Ans: Increase in mass and increase in number of individuals are twin characteristics of growth. A multicellular organism grows by cell division. Unicellular organisms grow by cell division. One can easily observe this in in vitro cultures by simply counting the number of cells under the microscope.

Q13. The rice seedlings infected with fungus Gibberella fujikuroi is called foolish seedlings? What was the reason behind it?
Ans: The rice seedling infected with fungus Gibberella fujikuroi is called foolish seedlings because the fungus secreted a hormone gibberellin and causes excessive growth of rice plants. Plants become tall but unable to produce seeds so they are called foolish.

Short Answer Type Questions

Q1. Nicotiana tobacum, a short-day plant, when exposed to more than critical period of light fails to flower. Explain.
Ans: a. Some plants require a periodic exposure to alternate light and dark for its flowering response. This phenomenon is termed photoperiodism.
b. The requirement of light exposure is critical. The SDP plants, when exposed to light period in excess of critical period fail to flower,
c. Those plants which require exposure to light period at critical or more than critical period for its flowering response are called long-dayplant.
d. Nicotiana tabacum fails to flower if exposed to more than critical period of light because it is an SDP.

Q2. What are the structural characteristics of
a. Meristematic cells near root tip
b. The cells in the elongation zone of the root
Ans: a. The meristematic cells near root tip are characterised by
• rich protoplasm
• large conspicuous nucleus
• thin and cellulosic cell wall -primary in nature
• fewer vacuoles
• greater number of mitochondria
• numerous (abundant) plasmodesmata
b. The cells in the elongation zone of a root are characterized by
• increased vacuolation
• enlarged size/dimension
• deposition of new cellulosic cell walls

Q3. Does the growth pattern in plants differ from that in animals? Do all the parts of plant grow indefinitely? If not, name the regions of plant, which can grow indefinitely.
Ans: Yes, the growth pattern in plants differ from that in animals. Plant growth is unique because plants retain the capacity for unlimited growth throughout their life. This ability of the plants is due to the presence of meristems at certain locations in their body. The cells of such meristems have the capacity to divide and self-perpetuate. The product, however, soon loses the capacity to divide and such cells make up the plant body. This form of growth wherein new cells are always being added to the plant body by the activity of the meristem is called the open form of growth.

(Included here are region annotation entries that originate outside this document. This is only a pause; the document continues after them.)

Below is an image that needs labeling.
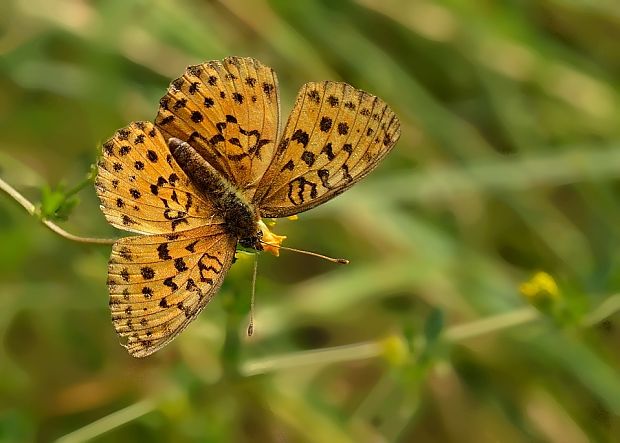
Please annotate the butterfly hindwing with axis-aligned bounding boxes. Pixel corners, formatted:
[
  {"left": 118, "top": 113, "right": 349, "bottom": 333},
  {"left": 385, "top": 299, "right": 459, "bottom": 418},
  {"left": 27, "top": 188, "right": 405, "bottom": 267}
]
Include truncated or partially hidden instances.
[
  {"left": 254, "top": 81, "right": 400, "bottom": 217},
  {"left": 96, "top": 122, "right": 219, "bottom": 234},
  {"left": 155, "top": 57, "right": 280, "bottom": 200},
  {"left": 108, "top": 224, "right": 236, "bottom": 357}
]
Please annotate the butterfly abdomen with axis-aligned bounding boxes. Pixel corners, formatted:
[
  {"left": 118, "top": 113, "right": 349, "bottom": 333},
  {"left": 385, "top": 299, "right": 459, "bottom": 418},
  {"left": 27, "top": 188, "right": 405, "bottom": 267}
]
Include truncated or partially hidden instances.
[{"left": 168, "top": 138, "right": 259, "bottom": 238}]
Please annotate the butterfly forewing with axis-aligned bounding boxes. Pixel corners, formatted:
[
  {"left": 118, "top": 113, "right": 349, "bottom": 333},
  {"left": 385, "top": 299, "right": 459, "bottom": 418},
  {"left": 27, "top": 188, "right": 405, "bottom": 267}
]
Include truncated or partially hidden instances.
[
  {"left": 155, "top": 57, "right": 279, "bottom": 200},
  {"left": 96, "top": 122, "right": 219, "bottom": 234},
  {"left": 254, "top": 82, "right": 400, "bottom": 217},
  {"left": 96, "top": 57, "right": 400, "bottom": 357},
  {"left": 108, "top": 224, "right": 236, "bottom": 357}
]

Q4. Explain in 2-3 lines each of the following terms with the help of examples taken from different plant tissues.
a. Differentiation
b. De-differentiation
c. Re-differentiation
Ans: a. Differentiation: The cells derived from root apical and shoot-apical meristems and cambium differentiate and mature to perform specific functions. This act leading to maturation is termed as differentiation. During differentiation, cells undergo few to major structural changes both in their cell walls and protoplasm. For example, to form a tracheary element, the cells would lose their protoplasm. They also develop a very strong, elastic, lignocellulosic secondary cell walls, to carry water to long distances even under extreme tension.
b. De-differentiation: The living differentiated cells that by now have lost the capacity to divide can regain the capacity of division under certain conditions. This phenomenon is termed as de-differentiation. For example, formation of meristems – interfascicular cambium and cork cambium from fully differentiated parenchyma cells.
c. Re-differentiation: While doing de-differentiation, such meristems/ tissues are able to divide and produce cells that once again lose the capacity to divide but mature to perform specific functions, i.e., get re-differentiated, e.g., secondary xylem and secondary cortex.

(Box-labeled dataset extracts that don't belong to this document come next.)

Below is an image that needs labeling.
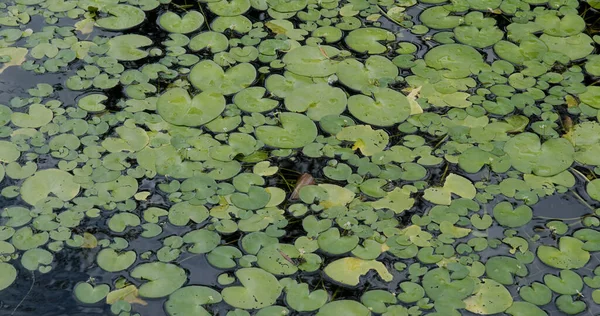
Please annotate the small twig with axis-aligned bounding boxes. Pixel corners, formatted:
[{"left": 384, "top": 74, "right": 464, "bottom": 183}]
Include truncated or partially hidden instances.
[
  {"left": 10, "top": 271, "right": 35, "bottom": 316},
  {"left": 198, "top": 3, "right": 212, "bottom": 31}
]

Q5. Auxins are growth hormones capable of promoting cell elongation. They have been used in horticulture to promote growth, flowering and rooting. Write a line to explain the meaning of the following terms related to auxins.
a. Auxin precursors
b. Anti-auxins
c. Synthetic auxins
Ans: a. Auxin precursors: The substances that produce the auxin are called auxin precursors. For example, tryptophan is the auxin precursor.
b. Anti-auxins: The substances which inhibit the synthesis or transport of auxin are called anti-auxins. For example, TIBA (Triiodobenzoic acid) is anti-auxin compound.
c. Synthetic auxins: The artificially synthesised chemicals having auxin-like property are called synthetic auxins. For example, NAA
– (Naphthalene acetic acid) and 2, 4-D (2, 4-Dichloro phenoxyacetic acid).

Q6. The role of ethylene and abscisic acid is both positive and negative. Justify the statement.
Ans: Positive roles of ethylene: Influences of ethylene on plants include horizontal growth of seedlings, swelling of the axis and apical hook formation in dicot seedlings. Ethylene breaks seed and bud dormancy, initiates germination in peanut seeds, sprouting of potato tubers.
• Negative roles of ethylene: Ethylene promotes senescence and abscission of plant organs especially of leaves and flowers.
• Positive roles of abscisic acid: ABA plays an important role in seed development and maturation.
• Negative roles of abscisic acid: It acts as a general plant growth inhibitor and an inhibitor of plant metabolism. ABA inhibits seed germination. ABA stimulates the closure of stomata in the epidermis and increases the tolerance of plants to various kinds of stresses.

Q7. While experimentation, why do you think it is difficult to assign any effect seen to any single hormone?
Ans: Many hormones have synergistic and antagonistic effect with each other. So, while experimentation, it is difficult to assign any effect seen to any single hormone.

Q8. What is the mechanism underlying the phenomenon by which the terminal/ apical bud suppresses the growth of lateral buds? Suggest measures to overcome this phenomenon.
Ans: The phenomenon by which the terminal/apical bud suppresses the growth of lateral buds is called apical dominance. Apical dominance is due to auxin hormone secreted by apical buds. This can be overcome by decapitation (removal of apical buds) or the application of cytokinin.

Q9. In animals there are special glands secreting hormones, whereas there are no glands in plants. Where are plant hormones formed? How are the hormones translocated to the site of activity?
Ans: In plants, the hormones are formed by different tissues like shoot tips, root tips, meristematic tissues, leaves and apical buds, etc.
Hormones are translocated to the site of activity by vascular tissues (xylem and phloem)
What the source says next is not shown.